Meyers’ Manx V dune buggy is an electric update on a California classic

Few cars are as iconic as the Meyers Manx dune buggy. What started out as a fiberglass body on a Volkswagen Beetle chassis has worked its way into American pop culture.

Every legend needs to stay relevant, though, and the latest version of the classic dune buggy is very timely indeed.

The company unveiled a prototype electric Manx to celebrate the vehicle’s 50th anniversary. The Manx V is powered by a 62-kilowatt (83 horsepower) electric motor, giving it a top speed of 62 mph.
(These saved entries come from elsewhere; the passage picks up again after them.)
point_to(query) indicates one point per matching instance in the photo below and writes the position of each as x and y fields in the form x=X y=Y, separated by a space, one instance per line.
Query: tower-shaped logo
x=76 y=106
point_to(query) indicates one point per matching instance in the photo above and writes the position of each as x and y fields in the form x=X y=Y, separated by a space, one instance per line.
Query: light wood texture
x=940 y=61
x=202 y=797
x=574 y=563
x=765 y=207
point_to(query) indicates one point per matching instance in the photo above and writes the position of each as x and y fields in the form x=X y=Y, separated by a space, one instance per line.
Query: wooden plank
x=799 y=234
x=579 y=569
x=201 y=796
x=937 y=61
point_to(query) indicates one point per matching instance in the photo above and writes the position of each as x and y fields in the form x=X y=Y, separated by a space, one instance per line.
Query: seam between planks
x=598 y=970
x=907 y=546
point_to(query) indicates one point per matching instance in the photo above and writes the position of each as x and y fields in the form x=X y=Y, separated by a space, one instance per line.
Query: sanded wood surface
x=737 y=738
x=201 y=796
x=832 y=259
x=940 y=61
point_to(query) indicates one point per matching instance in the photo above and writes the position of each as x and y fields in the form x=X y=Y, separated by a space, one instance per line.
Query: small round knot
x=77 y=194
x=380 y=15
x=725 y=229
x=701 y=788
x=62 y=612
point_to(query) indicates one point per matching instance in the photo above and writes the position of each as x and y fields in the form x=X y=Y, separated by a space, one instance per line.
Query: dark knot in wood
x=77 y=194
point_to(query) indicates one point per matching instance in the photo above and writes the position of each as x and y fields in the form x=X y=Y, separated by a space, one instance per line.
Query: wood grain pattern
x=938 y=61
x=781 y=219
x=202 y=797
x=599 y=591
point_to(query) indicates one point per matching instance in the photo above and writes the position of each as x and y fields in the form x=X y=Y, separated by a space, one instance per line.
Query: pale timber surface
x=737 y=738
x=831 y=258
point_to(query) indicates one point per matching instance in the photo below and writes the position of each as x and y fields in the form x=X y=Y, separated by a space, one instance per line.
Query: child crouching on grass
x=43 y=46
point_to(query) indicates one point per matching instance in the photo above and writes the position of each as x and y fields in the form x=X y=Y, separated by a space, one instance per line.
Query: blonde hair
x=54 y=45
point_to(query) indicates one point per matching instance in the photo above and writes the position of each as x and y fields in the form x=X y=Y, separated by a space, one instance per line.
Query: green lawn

Meyers sees the Manx V as primarily a Neighborhood Electric Vehicle (NEV) rather than a full-blown road vehicle like the Nissan Leaf or Tesla Model S. NEVs are passenger-carrying vehicles allowed to operate on streets in designated areas, but that don’t mix with regular traffic.

To meet state-specific NEV laws, Meyers will limited production versions to 35 mph or 45 mph, depending on where they’re sold. At least drivers will look good going slowly.

Meyers Manx V

Like the powertrain, the styling has also received an update. It’s still recognizable as a dune buggy, but the Manx V features a curved windshield, integrated headlights, and a seemingly-superfluous scoop ahead of the rear wheels.

The spartan interior hasn’t changed much, though, which is perhaps another reason why you’re unlikely to see any of these electric critters on public roads.

So while it might not be the most practical electric vehicle, the Manx V will probably be one of the most eye-catching when it starts cruising around resorts or Florida retirement communities.

Meyers does plan to put the Manx V into production soon, but declined to specify a launch date or pricing.